The fundamental problem is that demand runs roughshod over our skeletal capacity. Our solution is clear- we need to increase capacity and reduce demand.
On reducing demand, NHS England estimates a quarter of GP appointments are avoidable. Patients who could have seen another professional, patients who didn’t need medical advice at all, or appointments wasted on bureaucracy. That’s why we need a national campaign highlighting that overstretched GP services must be used wisely, signposting patients to other professionals where appropriate, and empowering patients to self-care. But the entire system must pause before uttering the proverbial “go and see your GP”, since each additional avoidable appointment is breaking our backs, preventing GPs caring for ill patients who need us. From the filling of forms, GPs chasing up tests they didn’t request, through to Doris seeing her GP because she didn’t receive her follow-up hospital appointment.
On increasing capacity, with thousands GPs short today who won’t suddenly appear tomorrow, we need upfront funding for skill mix now to support GPs to free up our time – from practice pharmacists, paramedics to advanced nurse practitioners. Because it’s only by relieving our pressures will we attract new GPs, and retain those already working.
We can also increase capacity by maximising the full working potential of the existing GP workforce. Unmanageable workload is fuelling GPs turning to part-time work, with 1 in 5 intending to reduce clinical sessions further. Making the job doable will reverse this trend and itself expand capacity now.

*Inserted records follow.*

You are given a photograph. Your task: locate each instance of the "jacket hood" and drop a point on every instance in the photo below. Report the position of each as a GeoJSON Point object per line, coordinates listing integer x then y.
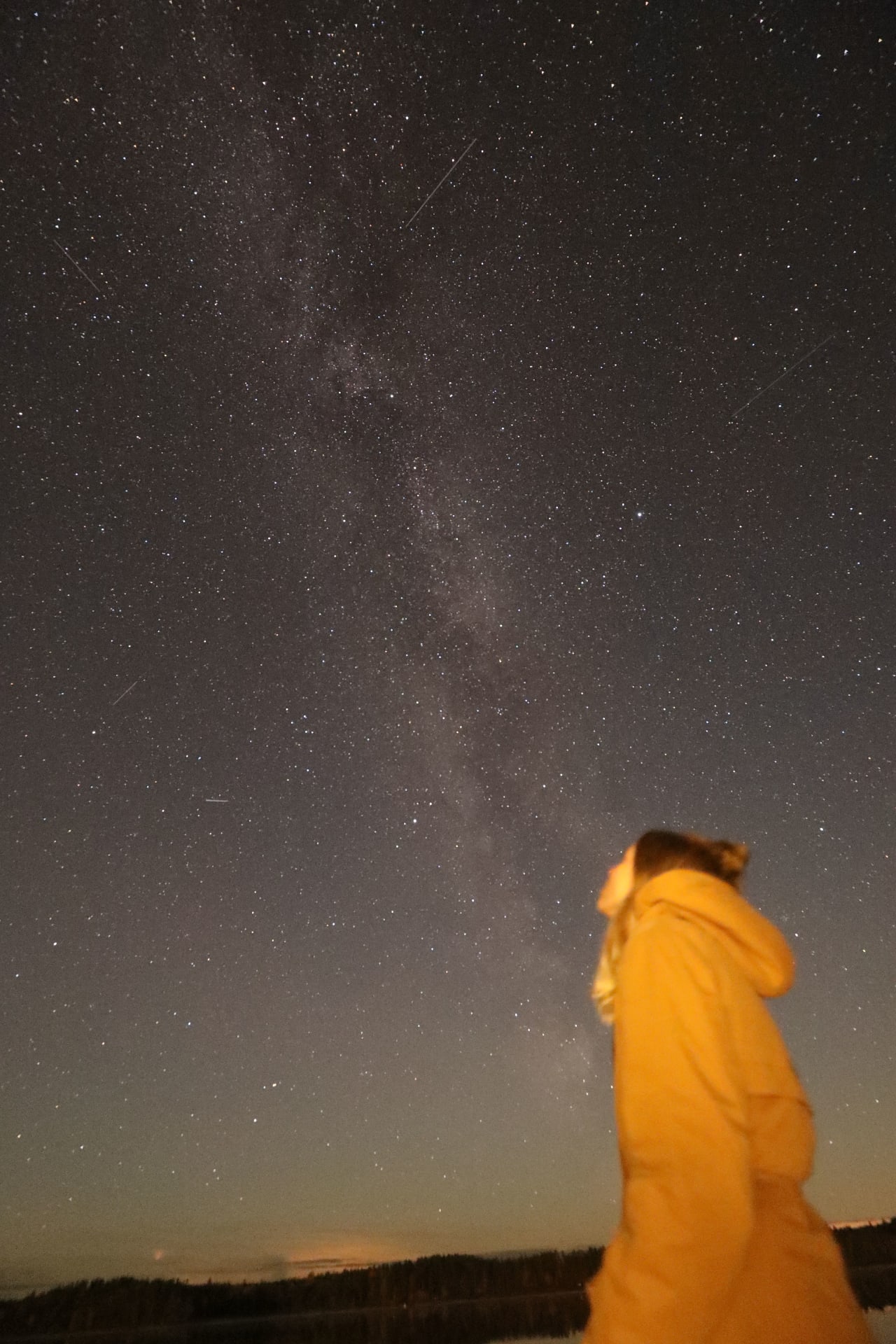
{"type": "Point", "coordinates": [752, 941]}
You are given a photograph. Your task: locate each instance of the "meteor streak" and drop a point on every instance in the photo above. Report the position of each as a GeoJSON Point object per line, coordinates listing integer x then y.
{"type": "Point", "coordinates": [776, 381]}
{"type": "Point", "coordinates": [81, 268]}
{"type": "Point", "coordinates": [124, 694]}
{"type": "Point", "coordinates": [440, 183]}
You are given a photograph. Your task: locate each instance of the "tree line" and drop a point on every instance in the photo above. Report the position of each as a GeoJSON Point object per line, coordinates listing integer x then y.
{"type": "Point", "coordinates": [400, 1287]}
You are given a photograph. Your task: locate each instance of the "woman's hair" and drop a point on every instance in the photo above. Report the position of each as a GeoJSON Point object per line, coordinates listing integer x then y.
{"type": "Point", "coordinates": [656, 853]}
{"type": "Point", "coordinates": [659, 851]}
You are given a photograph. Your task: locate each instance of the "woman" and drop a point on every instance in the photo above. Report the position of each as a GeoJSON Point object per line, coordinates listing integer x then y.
{"type": "Point", "coordinates": [716, 1242]}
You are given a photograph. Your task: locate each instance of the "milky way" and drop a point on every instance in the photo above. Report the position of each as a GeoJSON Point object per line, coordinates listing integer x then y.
{"type": "Point", "coordinates": [442, 442]}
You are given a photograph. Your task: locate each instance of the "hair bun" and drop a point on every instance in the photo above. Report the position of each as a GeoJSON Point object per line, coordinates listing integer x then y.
{"type": "Point", "coordinates": [732, 858]}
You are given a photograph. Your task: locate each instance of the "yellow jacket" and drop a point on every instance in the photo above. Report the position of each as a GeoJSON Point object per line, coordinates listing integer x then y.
{"type": "Point", "coordinates": [716, 1242]}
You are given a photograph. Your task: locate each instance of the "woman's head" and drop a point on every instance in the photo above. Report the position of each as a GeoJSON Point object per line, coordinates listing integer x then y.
{"type": "Point", "coordinates": [659, 851]}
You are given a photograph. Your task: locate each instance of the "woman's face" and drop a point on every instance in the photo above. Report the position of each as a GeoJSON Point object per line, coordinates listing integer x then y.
{"type": "Point", "coordinates": [618, 885]}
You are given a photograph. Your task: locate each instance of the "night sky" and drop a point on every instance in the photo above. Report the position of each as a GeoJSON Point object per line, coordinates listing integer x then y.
{"type": "Point", "coordinates": [372, 581]}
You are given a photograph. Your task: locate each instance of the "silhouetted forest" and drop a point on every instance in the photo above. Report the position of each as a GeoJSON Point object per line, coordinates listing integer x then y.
{"type": "Point", "coordinates": [441, 1298]}
{"type": "Point", "coordinates": [131, 1303]}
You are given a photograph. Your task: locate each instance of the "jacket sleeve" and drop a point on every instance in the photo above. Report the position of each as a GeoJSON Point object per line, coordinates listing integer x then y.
{"type": "Point", "coordinates": [681, 1119]}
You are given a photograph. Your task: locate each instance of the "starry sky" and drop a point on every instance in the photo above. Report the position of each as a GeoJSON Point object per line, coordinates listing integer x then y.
{"type": "Point", "coordinates": [374, 574]}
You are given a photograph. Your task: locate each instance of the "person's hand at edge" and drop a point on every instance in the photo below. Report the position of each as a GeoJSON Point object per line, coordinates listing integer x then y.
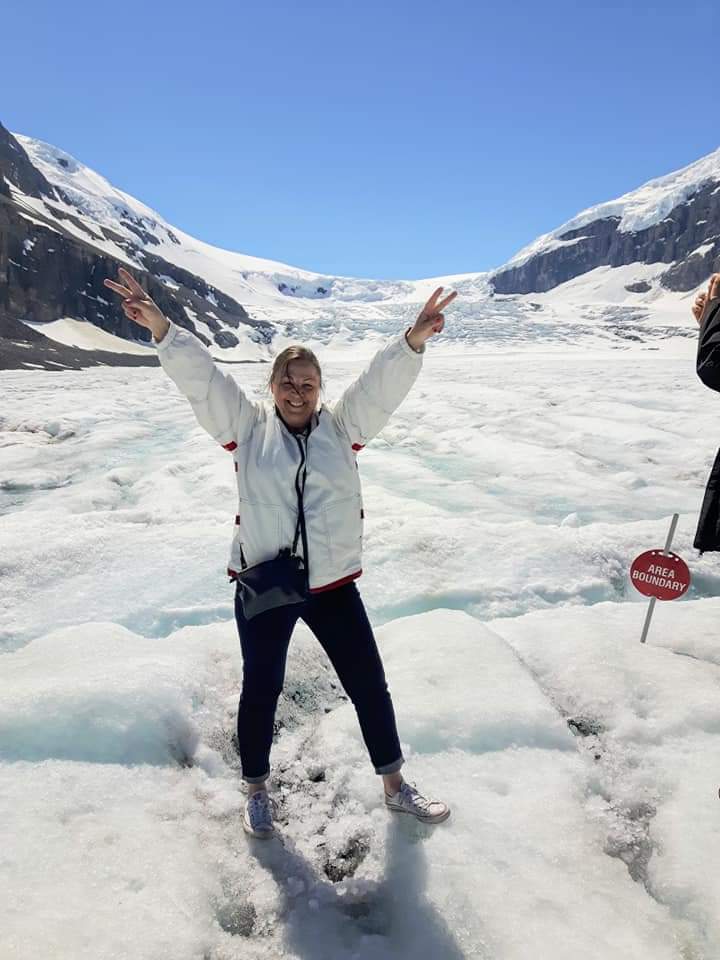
{"type": "Point", "coordinates": [702, 299]}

We must equally retain the current workforce. With government figures showing 38% of GPs intend to quit in the next 5 years, mass resignation is not a threat –it’s an emerging reality. That’s why government must tackle the pressures driving GPs to throw in the towel, such as crippling indemnity costs of up to tens of thousands of pounds annually, which GPs bear personally, and leading many to reduce work or leave altogether.
Our urgent prescription proposes putting an end to GPs working to unsafe open-ended demands. If you were seriously ill, would you want to be the 60th patient to see an exhausted GP at the end of the day, a GP who has worked non-stop, skipped lunch, squeezing in home visits and dizzy reading 100s of hospital letters and test results before seeing you beginning to end in ten minutes?
In England the government finally responded with the GP Forward View. In fairness, in belatedly recognises the pressures in general practice, and proposes investment which for the first time in years will increase general practices’ share of NHS spend. GPC will work to ensure that positive elements in the Forward View are delivered to support GPs. However as LMC conference last month declared it doesn’t go far enough. We need immediate support and funding to reach the frontline to prevent practices imploding. Our conference gave government a three-month ultimatum to accept GPC’s urgent prescription, or else to assess the profession’s willingness to take action. This is a tragic reflection of the unsustainable strain on GPs, from a profession which by its very nature is forever accommodating given we care for people not conditions, and where our goodwill has been actively exploited to a point where it’s threatening our profession’s future.
The elephant in the room is of course money. As a supposed rich nation it’s shameful we spend less on GDP on health than most of the developed world, where we have a fraction of the hospital beds of France and Germany and lag behind most other OECD countries in our doctor and nurse numbers. General practice desperately needs more resources, but not by robbing Peter to pay Paul, but from a larger NHS pot that provides the level of care that befits a civilised state. This is everyone’s fight, from doctors to patients and the public as taxpayers, to challenge politicians who are irresponsibly trying to squeeze a quart into a pint, while savagely slashing NHS funds under self-proclaimed austerity.
GPs will play their part in this fight and we’ll fight every day until we resurrect our proud profession. Because if general practice fails, the NHS fails, but I’ll turn that to a positive – if general practice succeeds, the NHS succeeds. I move.